もう絶対これお父さん主役で良かったと思うんだけどなぁ…。それこそ「シン・ゴジラ」があえて描かなかった、ベタ極まる「家族愛」を描くためだけに無理矢理息子に主人公を継がせてアメリカンなストーリーでイエーみたいな残念感がすごく強い物語でした。正直4年前の映画とは思えないぐらいにメインのストーリーが古くて陳腐です。

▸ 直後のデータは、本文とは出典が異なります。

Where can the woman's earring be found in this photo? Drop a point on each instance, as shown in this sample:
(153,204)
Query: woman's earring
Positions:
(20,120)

一応、もう一人の主人公として例の「モナーク」に所属する芹沢博士がいることはいるんですが、彼は彼で…なんというか主人公としては弱い。あくまで解説役というか、言ってみれば説明台詞を説明感が薄れるように提供するために設置されたキャラという感じで、事件解決にも米軍の方向性にもさして寄与せず、これまたいてもいなくてもあんまり変わらないんじゃないの感が強い。
まあしょうがないんですけどね。この映画は人間がゴジラを倒すお話ではないので。「○○が弱点だー!」とかヒーローになるポイントが無いですからね。解説役としているだけ、っていうのは残念ながら仕様です。

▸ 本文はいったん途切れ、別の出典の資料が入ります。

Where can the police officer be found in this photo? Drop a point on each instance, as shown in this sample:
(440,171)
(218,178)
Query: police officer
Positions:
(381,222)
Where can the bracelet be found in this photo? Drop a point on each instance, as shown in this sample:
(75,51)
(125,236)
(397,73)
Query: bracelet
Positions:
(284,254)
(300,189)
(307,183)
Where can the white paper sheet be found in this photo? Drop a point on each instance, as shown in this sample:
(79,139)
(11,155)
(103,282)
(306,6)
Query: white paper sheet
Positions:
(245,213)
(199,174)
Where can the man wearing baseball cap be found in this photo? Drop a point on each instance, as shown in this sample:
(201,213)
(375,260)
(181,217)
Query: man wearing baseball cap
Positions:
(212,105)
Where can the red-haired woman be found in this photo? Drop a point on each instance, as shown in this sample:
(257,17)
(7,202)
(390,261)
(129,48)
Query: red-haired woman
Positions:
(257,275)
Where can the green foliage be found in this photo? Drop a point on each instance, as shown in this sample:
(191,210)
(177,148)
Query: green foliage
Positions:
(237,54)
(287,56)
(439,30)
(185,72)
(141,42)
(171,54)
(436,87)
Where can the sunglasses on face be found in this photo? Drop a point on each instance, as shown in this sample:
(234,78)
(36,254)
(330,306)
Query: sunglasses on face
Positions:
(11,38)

思うに、「キングコング」は調査に行ったらなんかやたらデカいゴリラがいて、その後無事脱出できるかという人間側にもそれなりにドラマが生まれる土壌があったから面白かったと思うんですが、こっちは人間側も多少怪獣に対してなんらかのアクションを起こそうとはするものの、基本的には蚊帳の外なので無理矢理ドラマを作り出すしか無い=いらない感強いフォードの家族愛で無理矢理ドラマを仕立て上げました感が強く出ちゃうのかな、と。見ず知らずの子どもを助けるぜとかもういいよマジで。
最もこの辺は突っ込むのもお門違いな部分はあるとも思います。日本人には(原作映画を観たことがない僕のような人間でも)おなじみなゴジラでも、アメリカ人としてはよくわからない、もしかしたら「怪獣」という概念自体よくわからない可能性もあるわけで、そういう人たちに向けてまず「ゴジラ(怪獣)とはこういうもの」を知らしめるための作品である(モンスターバースシリーズ1作目だし)ことを考えれば、その説明役として芹沢博士みたいな人物がいなきゃいけないのもわかるし、取っ掛かりとしてベタでもアメリカ人受けしやすい青年将校に引っ張ってもらう、っていうのは作りとしては間違ってないんでしょう。だから裏を返せば日本人にとっては二重で合わないとも言えるんですが…。
ただね、僕は途中でハッと気が付きましたよ。
フォードの奥さんが出てきた時に、「ああ、エリザベス・オルセンか。スカーレット・ウィッチじゃん」と思って観ていたわけです。そろそろインフィニティ・ウォーだし、って。※これを観たのは4月中旬の話
で、フォードはアーロン・テイラー=ジョンソンじゃないですか。「キック・アスの冴えない兄ちゃんだね」ってしばらく観ていたんですが、ある時急に失われた記憶が蘇ったんですよ…!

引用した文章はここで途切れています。